Named after PC Andrew Harper, who was killed in the line of duty in 2019, the law will introduce mandatory life sentences for anyone convicted of killing an emergency worker whilst committing a crime.
Today’s move follows an unwavering campaign by Andrew’s family, including his widow Lissie, and the Police Federation, and comes after a number of meetings with the Justice Secretary and Home Secretary.
Henry Long, Jessie Cole and Albert Bowers each received custodial sentences of between 13 and 19 years in prison for PC Harper’s manslaughter. An appeal by the Attorney General to increase their time behind bars was rejected.

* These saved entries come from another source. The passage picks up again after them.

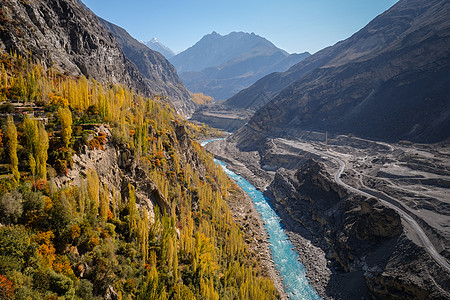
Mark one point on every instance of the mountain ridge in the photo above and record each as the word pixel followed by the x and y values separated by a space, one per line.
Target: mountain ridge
pixel 221 66
pixel 69 37
pixel 397 65
pixel 159 73
pixel 156 45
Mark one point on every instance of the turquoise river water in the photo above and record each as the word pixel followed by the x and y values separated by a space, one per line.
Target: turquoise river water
pixel 292 271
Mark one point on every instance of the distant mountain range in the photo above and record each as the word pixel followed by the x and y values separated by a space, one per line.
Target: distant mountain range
pixel 221 66
pixel 389 81
pixel 160 75
pixel 156 45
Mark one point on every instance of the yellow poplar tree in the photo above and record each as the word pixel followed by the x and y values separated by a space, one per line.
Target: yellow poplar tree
pixel 65 117
pixel 11 137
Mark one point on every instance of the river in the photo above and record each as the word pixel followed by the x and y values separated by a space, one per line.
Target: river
pixel 292 271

Ministers are determined to make sure that punishments fit the severity of the crime and are determined to introduce the law as soon as possible.
The move extends mandatory life sentences to anyone who commits the manslaughter of an emergency worker on duty – including police, prison officers, firefighters and paramedics – while carrying out another crime unless there are truly exceptional circumstances. Courts must already impose life sentences for murder, with a whole-life order being the starting point if the victim is a police officer.
The move follows recent government action to protect police, prison officers, firefighters and paramedics and ensure those who seek to harm them feel the full force of the law. This includes plans to double the maximum penalty for assaulting them to two years’ imprisonment.